Но отечественные законы того времени предусматривали пытки, предусматривались они и в законах значительной части Европы, и в римском праве, столь долго считавшемся образцом всеобщего права. Вопрос, следовательно, в том, становились ли пытки более или, напротив, менее жестокими благодаря трудам криминалистов-толкователей (назовем их так в отличие от тех, кому выпала честь и счастье навсегда покончить с пытками), чем в руках произвола, которому правосудие почти слепо доверялось. Тот же Верри в упомянутой книге приводит, хотя и между прочим, наиболее веское доказательство в пользу криминалистов. «Сам Фариначчи, {67} — говорит наш выдающийся законовед, — рассказывая о событиях своего времени, утверждает, что судьи по причине удовольствия, испытываемого ими во время пыток, изобретали новые истязания. Вот его слова: Judices qui propter delectationem, quam habent, torquendi reos, inveniunt novas tormentorum species».

Я сказал в «пользу криминалистов» потому, что призыв к судьям воздержаться от изобретения новых способов истязания и вообще укоры и сожаления по этому поводу, свидетельствующие как о безудержной и изощренной жестокости произвола, так и о намерении хотя бы посрамить и обуздать его, восходят не столько к Фариначчи, сколько, я сказал бы, почти ко всем без исключения криминалистам. Вышеприведенные слова этот ученый муж заимствует у более древнего автора, у Франческо даль Бруно, {68} который приводит их в качестве выдержки из трудов гораздо более древнего автора — Анджело д’Ареццо, {69} осуждающего пытки в еще более сильных и резких выражениях, следующих ниже в переводе с латинского: «Извращенные и взбесившиеся судьи, видно, сам бог лишил вас разума, вы не ведаете, что творите, ибо мудрый человек ненавидит подобные вещи и озаряет науку светом добродетели».

Но еще до этих писателей, в XIII веке, Гвидо де Судзара, {70} исследуя вопрос о пытках в духе рескрипта Констанция об охране преступника, говорит, что он намерен «несколько ограничить судей, свирепствующих без всякой меры».

В следующем веке Бальдо {71} применяет известный рескрипт Константина о хозяине, убившем раба, «к судьям, готовым растерзать преступника, дабы вырвать у него признание», и требует, в случае гибели последнего, предать судью смертной казни как убийцу.

Позднее Париде дель Поццо {72} клеймит тех судей, которые «из кровожадности готовы перегрызть преступнику глотку, но не в наказание и не в пример другим, а ради собственного тщеславия (propter gloriam eorum), и посему должны считаться убийцами».

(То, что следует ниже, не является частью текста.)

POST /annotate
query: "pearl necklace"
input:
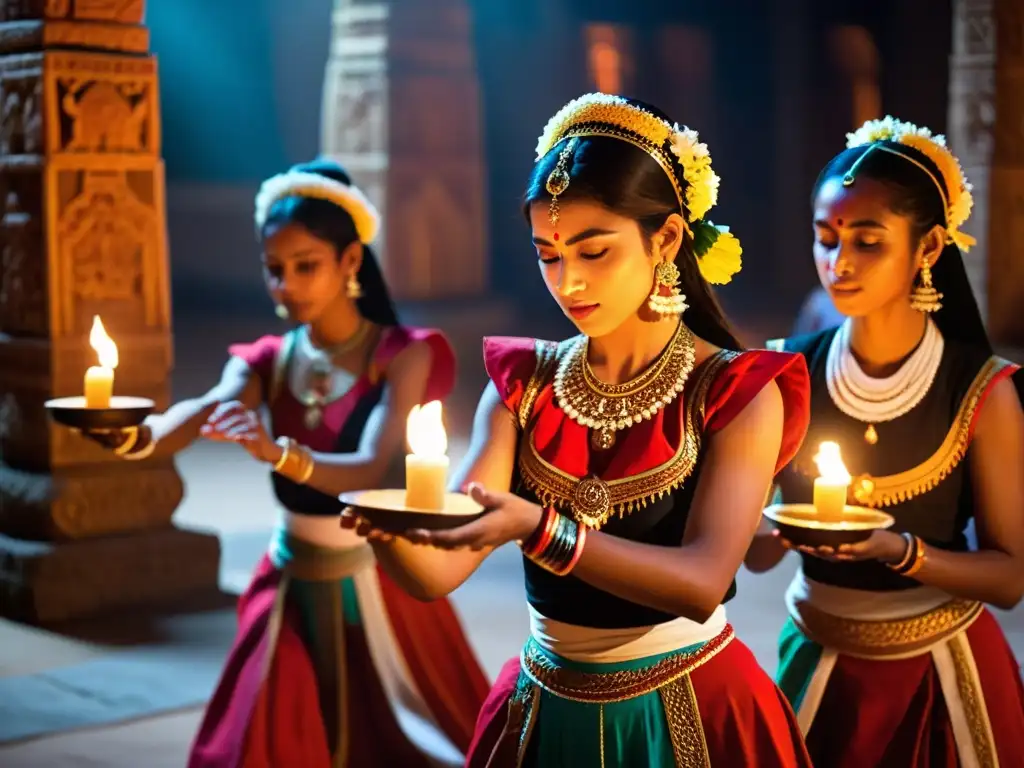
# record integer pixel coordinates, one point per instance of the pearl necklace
(606, 409)
(875, 400)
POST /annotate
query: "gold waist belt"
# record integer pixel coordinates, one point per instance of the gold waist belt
(310, 562)
(607, 687)
(895, 637)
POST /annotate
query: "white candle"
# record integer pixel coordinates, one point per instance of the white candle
(832, 487)
(99, 379)
(426, 466)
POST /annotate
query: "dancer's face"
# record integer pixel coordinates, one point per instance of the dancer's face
(866, 255)
(596, 263)
(305, 273)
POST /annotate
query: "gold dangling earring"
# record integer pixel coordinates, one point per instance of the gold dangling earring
(924, 297)
(352, 288)
(666, 299)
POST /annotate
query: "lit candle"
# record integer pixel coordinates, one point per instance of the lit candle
(99, 379)
(426, 467)
(832, 487)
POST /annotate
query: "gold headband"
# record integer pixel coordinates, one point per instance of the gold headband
(678, 152)
(670, 146)
(953, 186)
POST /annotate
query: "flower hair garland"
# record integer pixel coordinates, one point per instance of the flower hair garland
(685, 160)
(955, 189)
(305, 184)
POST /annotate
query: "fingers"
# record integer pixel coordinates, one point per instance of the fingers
(351, 521)
(232, 426)
(486, 499)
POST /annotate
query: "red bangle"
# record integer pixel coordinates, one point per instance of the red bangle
(578, 550)
(541, 537)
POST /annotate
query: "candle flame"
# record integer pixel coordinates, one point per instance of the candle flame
(830, 464)
(425, 430)
(107, 350)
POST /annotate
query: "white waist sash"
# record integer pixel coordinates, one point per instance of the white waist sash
(324, 530)
(951, 655)
(595, 645)
(863, 605)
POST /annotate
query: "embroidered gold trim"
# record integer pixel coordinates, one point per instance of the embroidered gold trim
(609, 687)
(879, 639)
(890, 489)
(547, 356)
(522, 714)
(685, 729)
(973, 699)
(624, 496)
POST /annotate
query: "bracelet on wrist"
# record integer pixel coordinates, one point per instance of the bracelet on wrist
(910, 547)
(914, 558)
(296, 463)
(557, 544)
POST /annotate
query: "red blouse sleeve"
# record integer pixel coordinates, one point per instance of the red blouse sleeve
(749, 374)
(259, 354)
(440, 381)
(510, 363)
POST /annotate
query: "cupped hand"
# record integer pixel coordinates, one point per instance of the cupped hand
(884, 546)
(507, 518)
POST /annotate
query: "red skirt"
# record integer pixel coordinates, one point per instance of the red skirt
(745, 720)
(879, 713)
(271, 708)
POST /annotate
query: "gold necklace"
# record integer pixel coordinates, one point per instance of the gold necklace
(320, 378)
(607, 409)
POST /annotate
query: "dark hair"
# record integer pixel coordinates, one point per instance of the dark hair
(627, 180)
(913, 194)
(333, 224)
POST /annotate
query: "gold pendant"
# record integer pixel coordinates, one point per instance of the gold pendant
(602, 439)
(870, 435)
(591, 502)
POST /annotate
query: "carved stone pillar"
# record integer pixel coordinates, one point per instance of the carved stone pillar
(401, 114)
(972, 117)
(83, 232)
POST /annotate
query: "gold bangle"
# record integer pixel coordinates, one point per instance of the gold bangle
(919, 558)
(129, 442)
(296, 463)
(911, 547)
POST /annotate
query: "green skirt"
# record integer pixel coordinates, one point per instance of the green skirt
(638, 714)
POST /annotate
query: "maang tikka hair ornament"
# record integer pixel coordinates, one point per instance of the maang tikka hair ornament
(685, 161)
(951, 183)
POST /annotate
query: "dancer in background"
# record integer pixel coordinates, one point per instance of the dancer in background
(890, 656)
(631, 463)
(334, 666)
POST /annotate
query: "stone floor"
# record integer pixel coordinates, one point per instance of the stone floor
(491, 603)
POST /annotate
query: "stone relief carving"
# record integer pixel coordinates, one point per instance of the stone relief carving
(105, 116)
(23, 289)
(20, 113)
(107, 238)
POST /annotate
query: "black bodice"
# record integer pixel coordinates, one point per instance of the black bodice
(938, 515)
(570, 600)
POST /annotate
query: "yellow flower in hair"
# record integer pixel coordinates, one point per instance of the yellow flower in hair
(701, 181)
(957, 188)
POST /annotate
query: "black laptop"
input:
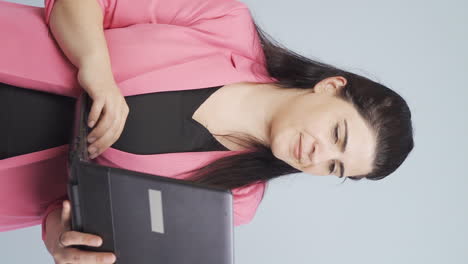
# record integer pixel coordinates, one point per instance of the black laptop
(145, 218)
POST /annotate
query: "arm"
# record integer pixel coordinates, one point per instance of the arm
(77, 28)
(124, 13)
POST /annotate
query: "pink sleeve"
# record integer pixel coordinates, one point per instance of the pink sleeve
(123, 13)
(56, 204)
(246, 201)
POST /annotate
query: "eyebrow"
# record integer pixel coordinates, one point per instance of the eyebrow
(343, 149)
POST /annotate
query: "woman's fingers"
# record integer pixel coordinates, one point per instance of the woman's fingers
(74, 255)
(108, 128)
(70, 238)
(95, 112)
(66, 214)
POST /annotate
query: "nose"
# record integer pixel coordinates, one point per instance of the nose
(322, 154)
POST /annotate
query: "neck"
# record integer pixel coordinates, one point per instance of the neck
(248, 108)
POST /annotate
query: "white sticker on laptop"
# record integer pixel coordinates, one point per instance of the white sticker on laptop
(157, 224)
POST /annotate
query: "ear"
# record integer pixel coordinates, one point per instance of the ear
(330, 85)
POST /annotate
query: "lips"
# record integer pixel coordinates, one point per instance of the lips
(300, 146)
(297, 149)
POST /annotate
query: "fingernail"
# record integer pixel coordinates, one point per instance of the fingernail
(97, 242)
(110, 259)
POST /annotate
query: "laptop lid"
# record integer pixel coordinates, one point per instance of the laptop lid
(145, 218)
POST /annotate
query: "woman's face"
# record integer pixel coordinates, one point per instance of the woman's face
(323, 123)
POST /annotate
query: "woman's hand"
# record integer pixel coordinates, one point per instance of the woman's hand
(109, 109)
(60, 238)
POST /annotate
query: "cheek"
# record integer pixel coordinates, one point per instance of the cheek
(282, 140)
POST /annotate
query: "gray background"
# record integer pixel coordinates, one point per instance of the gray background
(416, 215)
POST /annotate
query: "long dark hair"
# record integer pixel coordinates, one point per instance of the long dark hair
(383, 110)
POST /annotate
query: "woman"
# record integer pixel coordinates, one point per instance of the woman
(342, 124)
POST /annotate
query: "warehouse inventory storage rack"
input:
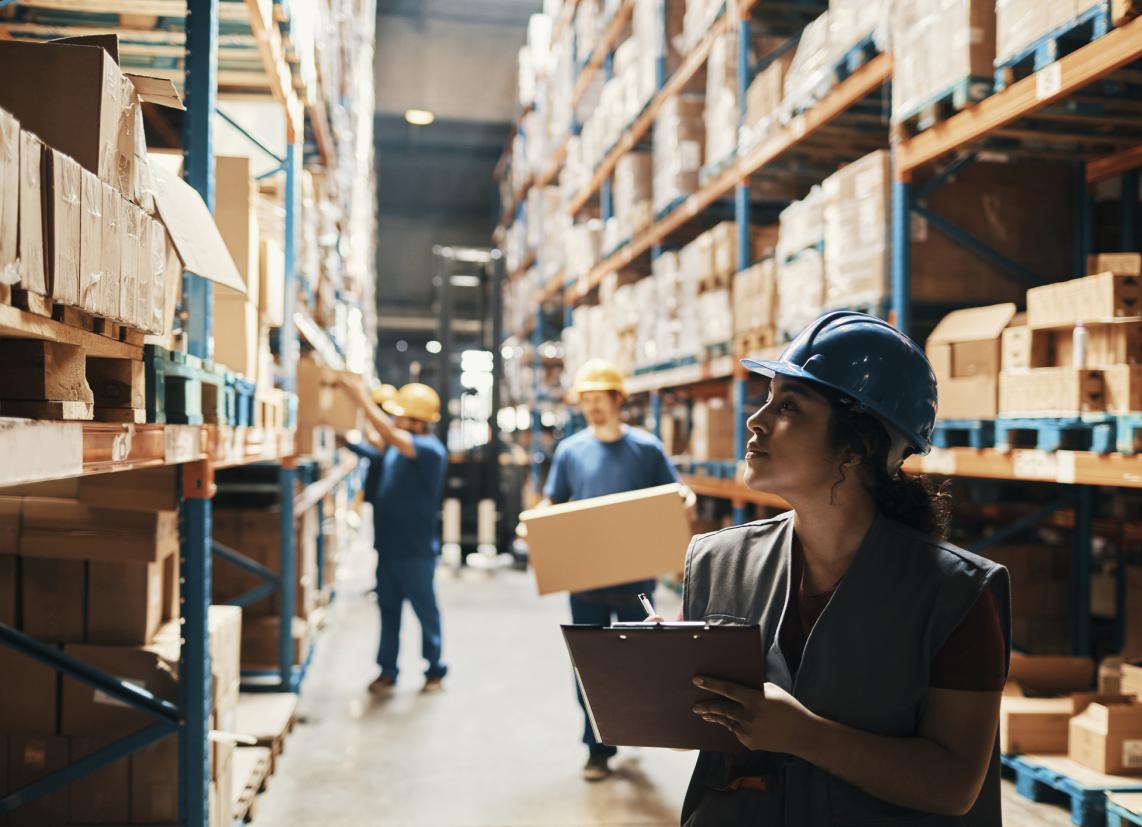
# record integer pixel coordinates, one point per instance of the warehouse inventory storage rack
(263, 72)
(1046, 114)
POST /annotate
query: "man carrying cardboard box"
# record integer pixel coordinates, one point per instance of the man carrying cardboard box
(405, 491)
(606, 458)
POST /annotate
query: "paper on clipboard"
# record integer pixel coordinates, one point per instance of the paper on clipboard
(637, 680)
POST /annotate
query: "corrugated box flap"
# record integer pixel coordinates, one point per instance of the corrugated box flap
(973, 324)
(193, 231)
(157, 90)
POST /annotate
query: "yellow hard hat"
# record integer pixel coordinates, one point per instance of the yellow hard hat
(415, 401)
(384, 393)
(598, 375)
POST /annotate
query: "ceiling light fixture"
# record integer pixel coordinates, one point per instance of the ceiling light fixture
(419, 118)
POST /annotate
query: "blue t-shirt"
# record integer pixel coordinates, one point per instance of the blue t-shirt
(585, 466)
(405, 496)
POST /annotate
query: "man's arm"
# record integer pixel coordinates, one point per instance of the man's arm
(392, 435)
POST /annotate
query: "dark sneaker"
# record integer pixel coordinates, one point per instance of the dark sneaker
(596, 769)
(383, 685)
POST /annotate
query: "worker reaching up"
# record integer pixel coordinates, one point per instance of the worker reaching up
(608, 457)
(404, 484)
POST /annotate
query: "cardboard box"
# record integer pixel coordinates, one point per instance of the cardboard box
(91, 712)
(272, 280)
(1093, 298)
(1108, 738)
(608, 540)
(104, 796)
(9, 199)
(1123, 387)
(236, 335)
(146, 490)
(1051, 392)
(112, 269)
(33, 273)
(965, 351)
(29, 695)
(1122, 263)
(66, 529)
(1052, 674)
(30, 759)
(63, 195)
(53, 597)
(90, 241)
(125, 602)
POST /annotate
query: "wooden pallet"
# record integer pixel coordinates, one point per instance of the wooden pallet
(941, 106)
(267, 717)
(1058, 779)
(1098, 434)
(964, 433)
(1059, 42)
(250, 771)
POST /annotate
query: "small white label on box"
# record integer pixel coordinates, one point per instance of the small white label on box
(1132, 753)
(1048, 81)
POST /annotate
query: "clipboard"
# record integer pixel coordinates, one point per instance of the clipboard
(637, 680)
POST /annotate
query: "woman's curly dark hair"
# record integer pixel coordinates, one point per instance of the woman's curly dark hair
(914, 500)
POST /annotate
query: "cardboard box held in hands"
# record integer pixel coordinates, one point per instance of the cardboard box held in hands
(608, 540)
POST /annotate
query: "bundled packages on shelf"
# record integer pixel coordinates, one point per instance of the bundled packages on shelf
(633, 199)
(90, 565)
(678, 146)
(942, 49)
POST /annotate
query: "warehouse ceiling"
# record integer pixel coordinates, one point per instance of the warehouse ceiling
(456, 58)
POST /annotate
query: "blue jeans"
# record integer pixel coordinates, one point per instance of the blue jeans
(614, 607)
(401, 579)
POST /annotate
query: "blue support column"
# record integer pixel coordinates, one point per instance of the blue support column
(1080, 569)
(194, 691)
(1128, 233)
(287, 593)
(901, 255)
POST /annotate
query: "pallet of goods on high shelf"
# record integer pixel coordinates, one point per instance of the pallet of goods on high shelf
(90, 565)
(943, 55)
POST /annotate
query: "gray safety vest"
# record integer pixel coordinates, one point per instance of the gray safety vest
(866, 663)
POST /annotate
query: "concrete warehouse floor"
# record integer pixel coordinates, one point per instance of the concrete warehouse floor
(499, 746)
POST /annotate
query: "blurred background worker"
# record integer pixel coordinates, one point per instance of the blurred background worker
(609, 457)
(404, 484)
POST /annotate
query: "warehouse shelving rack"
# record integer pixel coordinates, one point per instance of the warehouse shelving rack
(1043, 115)
(254, 46)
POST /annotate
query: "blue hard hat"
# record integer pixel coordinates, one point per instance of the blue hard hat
(869, 360)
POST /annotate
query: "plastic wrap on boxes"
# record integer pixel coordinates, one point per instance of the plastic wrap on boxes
(633, 206)
(755, 297)
(678, 145)
(1020, 23)
(722, 98)
(810, 74)
(858, 209)
(802, 224)
(801, 292)
(937, 45)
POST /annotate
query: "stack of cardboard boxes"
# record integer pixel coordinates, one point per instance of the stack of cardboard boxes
(93, 568)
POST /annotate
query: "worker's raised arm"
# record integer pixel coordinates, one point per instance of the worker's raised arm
(392, 435)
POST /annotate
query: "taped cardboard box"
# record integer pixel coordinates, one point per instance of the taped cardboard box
(67, 529)
(1108, 738)
(1093, 298)
(91, 712)
(965, 350)
(31, 759)
(33, 274)
(53, 597)
(608, 540)
(29, 695)
(9, 199)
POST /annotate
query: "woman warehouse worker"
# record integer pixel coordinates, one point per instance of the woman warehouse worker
(885, 648)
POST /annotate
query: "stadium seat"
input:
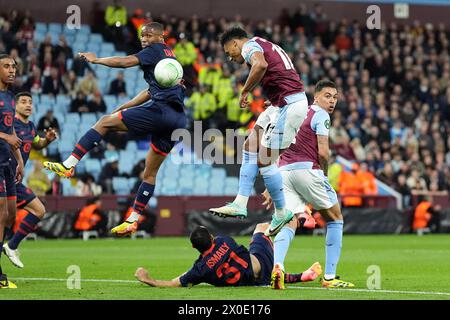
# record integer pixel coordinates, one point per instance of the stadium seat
(121, 185)
(95, 38)
(131, 146)
(39, 36)
(110, 101)
(40, 26)
(73, 118)
(47, 100)
(56, 27)
(63, 101)
(125, 166)
(218, 174)
(88, 119)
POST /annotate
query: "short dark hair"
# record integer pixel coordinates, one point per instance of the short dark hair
(233, 33)
(4, 56)
(155, 26)
(201, 239)
(23, 94)
(324, 84)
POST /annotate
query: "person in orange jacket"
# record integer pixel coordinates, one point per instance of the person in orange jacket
(426, 215)
(91, 217)
(350, 187)
(368, 180)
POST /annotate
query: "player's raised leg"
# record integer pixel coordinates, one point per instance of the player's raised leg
(7, 215)
(247, 176)
(274, 184)
(36, 212)
(333, 245)
(91, 138)
(152, 164)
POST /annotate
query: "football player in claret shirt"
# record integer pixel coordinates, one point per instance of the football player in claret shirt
(9, 143)
(26, 199)
(157, 111)
(304, 167)
(275, 128)
(222, 262)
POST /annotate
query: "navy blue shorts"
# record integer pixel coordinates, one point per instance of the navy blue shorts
(24, 195)
(262, 248)
(156, 118)
(7, 182)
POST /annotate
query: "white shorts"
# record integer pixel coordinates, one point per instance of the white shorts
(307, 186)
(280, 124)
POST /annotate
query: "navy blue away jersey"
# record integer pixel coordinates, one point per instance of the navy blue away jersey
(148, 58)
(7, 113)
(27, 132)
(225, 264)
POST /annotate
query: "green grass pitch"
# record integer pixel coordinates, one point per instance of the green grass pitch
(411, 267)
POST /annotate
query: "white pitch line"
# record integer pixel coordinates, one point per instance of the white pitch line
(82, 280)
(292, 287)
(378, 291)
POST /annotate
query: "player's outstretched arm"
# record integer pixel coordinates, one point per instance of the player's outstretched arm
(140, 98)
(324, 153)
(142, 275)
(257, 71)
(40, 143)
(113, 62)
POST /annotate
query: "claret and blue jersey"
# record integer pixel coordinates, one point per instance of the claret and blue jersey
(148, 59)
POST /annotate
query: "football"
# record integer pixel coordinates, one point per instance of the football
(168, 72)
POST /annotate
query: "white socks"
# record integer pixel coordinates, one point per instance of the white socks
(134, 216)
(70, 162)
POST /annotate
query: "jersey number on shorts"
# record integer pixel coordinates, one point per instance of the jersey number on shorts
(226, 269)
(283, 55)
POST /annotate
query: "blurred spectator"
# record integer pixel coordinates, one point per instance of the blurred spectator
(404, 190)
(350, 187)
(91, 217)
(53, 84)
(109, 171)
(38, 180)
(86, 186)
(96, 104)
(80, 103)
(118, 85)
(48, 121)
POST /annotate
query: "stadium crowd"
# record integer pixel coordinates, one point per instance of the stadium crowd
(394, 84)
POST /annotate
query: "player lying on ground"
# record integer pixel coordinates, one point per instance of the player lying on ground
(26, 199)
(9, 144)
(222, 262)
(160, 117)
(275, 128)
(304, 167)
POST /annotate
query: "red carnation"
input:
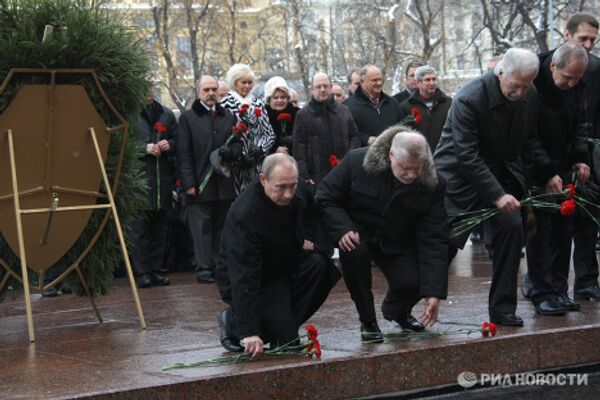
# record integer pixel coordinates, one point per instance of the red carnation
(284, 117)
(417, 114)
(311, 331)
(333, 161)
(570, 191)
(160, 128)
(488, 329)
(567, 207)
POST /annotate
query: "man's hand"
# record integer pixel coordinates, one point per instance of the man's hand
(584, 172)
(254, 345)
(153, 149)
(164, 145)
(349, 241)
(554, 185)
(507, 203)
(429, 315)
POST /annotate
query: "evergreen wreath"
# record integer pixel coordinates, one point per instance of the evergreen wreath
(87, 35)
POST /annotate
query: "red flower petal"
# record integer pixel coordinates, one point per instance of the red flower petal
(567, 207)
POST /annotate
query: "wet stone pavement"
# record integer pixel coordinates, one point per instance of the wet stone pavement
(76, 357)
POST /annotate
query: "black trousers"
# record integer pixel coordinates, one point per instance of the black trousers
(205, 222)
(585, 262)
(401, 272)
(286, 303)
(548, 255)
(149, 237)
(505, 233)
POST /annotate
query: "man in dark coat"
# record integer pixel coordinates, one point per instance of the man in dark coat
(563, 131)
(491, 123)
(432, 103)
(203, 129)
(385, 204)
(411, 82)
(324, 131)
(156, 130)
(268, 271)
(372, 109)
(582, 28)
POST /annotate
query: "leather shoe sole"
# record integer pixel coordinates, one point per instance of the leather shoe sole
(590, 293)
(506, 319)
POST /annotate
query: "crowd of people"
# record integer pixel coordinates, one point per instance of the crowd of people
(268, 189)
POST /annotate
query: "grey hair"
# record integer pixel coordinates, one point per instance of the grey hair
(567, 52)
(275, 159)
(364, 70)
(524, 61)
(237, 72)
(410, 144)
(424, 70)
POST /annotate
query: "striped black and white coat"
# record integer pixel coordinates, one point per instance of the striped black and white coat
(260, 134)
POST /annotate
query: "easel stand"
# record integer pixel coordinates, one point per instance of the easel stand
(19, 212)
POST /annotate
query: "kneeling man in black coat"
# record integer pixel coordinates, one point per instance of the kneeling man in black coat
(270, 271)
(385, 204)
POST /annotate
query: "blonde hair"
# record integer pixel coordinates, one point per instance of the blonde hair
(237, 72)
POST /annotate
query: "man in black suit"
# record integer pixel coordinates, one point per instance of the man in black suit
(202, 129)
(270, 271)
(156, 130)
(411, 82)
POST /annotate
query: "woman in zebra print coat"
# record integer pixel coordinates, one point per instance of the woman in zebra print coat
(249, 110)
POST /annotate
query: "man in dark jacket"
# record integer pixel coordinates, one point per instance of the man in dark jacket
(582, 28)
(203, 129)
(385, 204)
(156, 130)
(268, 271)
(491, 123)
(324, 131)
(411, 82)
(432, 103)
(563, 131)
(372, 109)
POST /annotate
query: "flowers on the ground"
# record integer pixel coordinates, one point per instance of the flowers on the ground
(333, 161)
(488, 329)
(567, 207)
(311, 348)
(570, 191)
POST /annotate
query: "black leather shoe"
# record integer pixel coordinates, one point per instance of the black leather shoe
(589, 293)
(550, 307)
(144, 281)
(159, 280)
(565, 301)
(228, 343)
(526, 288)
(371, 333)
(205, 276)
(506, 319)
(410, 323)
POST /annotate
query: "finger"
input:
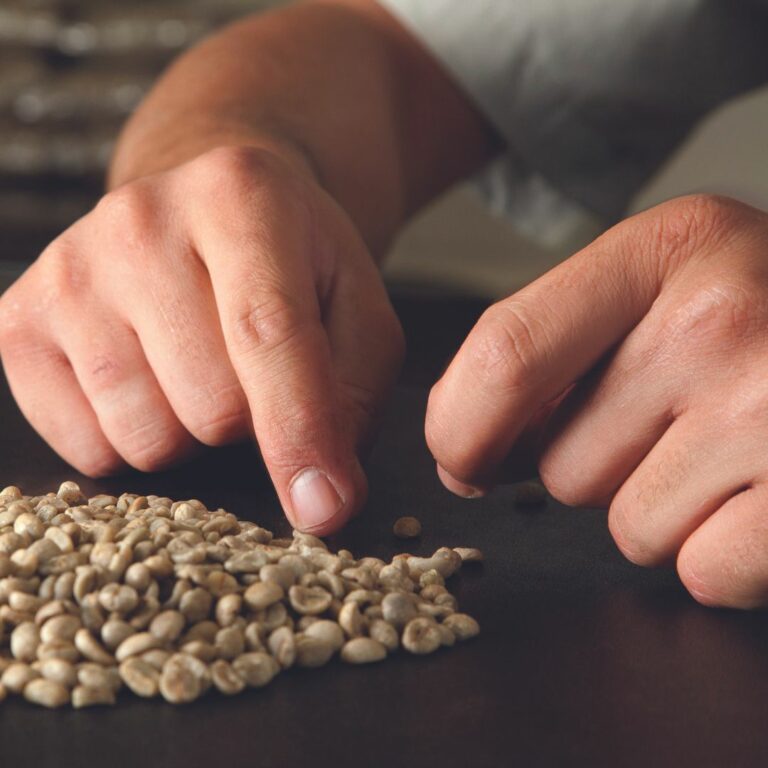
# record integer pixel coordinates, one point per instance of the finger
(607, 424)
(366, 342)
(265, 284)
(725, 561)
(693, 469)
(529, 348)
(48, 394)
(114, 375)
(180, 334)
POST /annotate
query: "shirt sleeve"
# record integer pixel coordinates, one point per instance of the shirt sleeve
(591, 96)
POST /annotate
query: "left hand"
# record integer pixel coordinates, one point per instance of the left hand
(648, 354)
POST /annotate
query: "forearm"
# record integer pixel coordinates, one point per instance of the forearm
(338, 87)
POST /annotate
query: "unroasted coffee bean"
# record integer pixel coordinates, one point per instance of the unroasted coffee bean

«Да остережется судья утонченных и изуверских пыток, ибо применяющий их более достоин названия палача, нежели вершителя судеб человеческих», — пишет Юлий Кларус. {73}

«Да будет возвышен голос (clamandum est) против тех жестокосердных и безжалостных судей, которые из тщеславия и ради карьеры подвергают все новым пыткам несчастных преступников», — пишет Антонио Гомес. {74}

Смакование страданий и тщеславие! Какие страсти, в каких делах! Сласть от мучительства себе подобных, высокомерие при виде унижения лишенных свободы! Но, по крайней мере, тех, кто бичевал эти пороки, вряд ли можно заподозрить в намерении им потворствовать.

К вышеприведенным свидетельствам (а к ним добавится немало других) присовокупим, что в просмотренных нами ученых трудах на эту тему ни разу не попадались жалобы на судей, применявших слишком легкие пытки. Попадись же что-нибудь подобное в других трактатах, ускользнувших от нашего внимания, это показалось бы нам по меньшей мере странным.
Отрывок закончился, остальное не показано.